Founded by the Barrington family for the city’s poor in 1829, at the time of its closure in March 1988, four in five people admitted were public patients.
“It was a very divisive issue because of that. Barringtons’ was a genuinely beloved institution by the ordinary people of Limerick. If you were from the city, you didn’t go to hospital, you went to Barringtons’. Barringtons’ was a synonym for hospital among the poor of Limerick,” recalled Frank Prendergast, the former Labour TD and councillor who was a member of the hospital’s board of governors when the decision to close the hospital was taken.
It had come as a surprise to hospital management. Mr Prendergast recalled that as a TD in 1986, he had taken a call from the Minister for Health Barry Desmond informing him that two adjoining properties had been purchased by the Department to accommodate the hospital’s expansion. But after the change of government the following year, the new plan was to close the hospital in an era of health cuts.
What followed was a political storm which culminated in Fine Gael, Labour, Des O’Malley’s Progressive Democrats, independent Jim Kemmy and the city’s only government TD - Willie O’Dea - combining to defeat the Haughey administration by a single vote in the Dail in February 1988.
Deputy O’Dea returned to Limerick a hero and gave a press conference in Barringtons’ the following morning. While he may have lost influence within Fianna Fail, Frank Prendergast is in no doubt that his stand on Barringtons’ was a key factor in his enduring popularity at the polls - even if the hospital was closed in any event.
“I was in the Dail and can vividly recall Des O’Malley telling Willie O’Dea to vote against the government. He said it was the only thing to do and while he might pay a price within his own party for a while, he would be the most popular man in Limerick,” said Mr Prendergast.

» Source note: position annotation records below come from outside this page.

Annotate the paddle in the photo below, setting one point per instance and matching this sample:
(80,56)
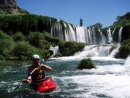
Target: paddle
(51,53)
(21,81)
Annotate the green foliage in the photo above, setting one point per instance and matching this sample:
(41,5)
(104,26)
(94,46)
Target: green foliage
(23,50)
(19,36)
(122,21)
(86,64)
(25,23)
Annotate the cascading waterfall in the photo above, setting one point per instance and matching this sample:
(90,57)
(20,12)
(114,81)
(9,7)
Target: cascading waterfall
(90,35)
(119,35)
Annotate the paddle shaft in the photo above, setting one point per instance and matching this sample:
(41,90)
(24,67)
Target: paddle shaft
(30,73)
(21,81)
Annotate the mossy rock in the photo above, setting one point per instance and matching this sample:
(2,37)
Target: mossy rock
(86,64)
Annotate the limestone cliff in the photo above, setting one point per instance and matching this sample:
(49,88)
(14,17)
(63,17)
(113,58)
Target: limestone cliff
(10,7)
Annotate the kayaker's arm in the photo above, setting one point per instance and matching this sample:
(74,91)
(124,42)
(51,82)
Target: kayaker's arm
(45,67)
(28,78)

Commenting last month in the wake of Labour’s Colm Keaveney voting against his own party, Deputy O’Dea maintained that the closure of Barringtons’ was a mistake.
And Mr Prendergast is fully in agreement, saying “we wouldn’t have half the problems we have today in the Regional were it not for the closure of Barringtons’ - despite the best efforts of all the staff in the Regional”.
“I wouldn’t at all discredit the idea of the small, efficiently-run local hospital over the big factory hospitals that are favoured today”.
Barringtons’ had 86 beds when it closed in March 1988. Most of its 165 staff were redeployed, with over 20 accepting redundancy.
An improved emergency department at St John’s would open later that year while Barringtons’ reopened fully as a private hospital in 1994.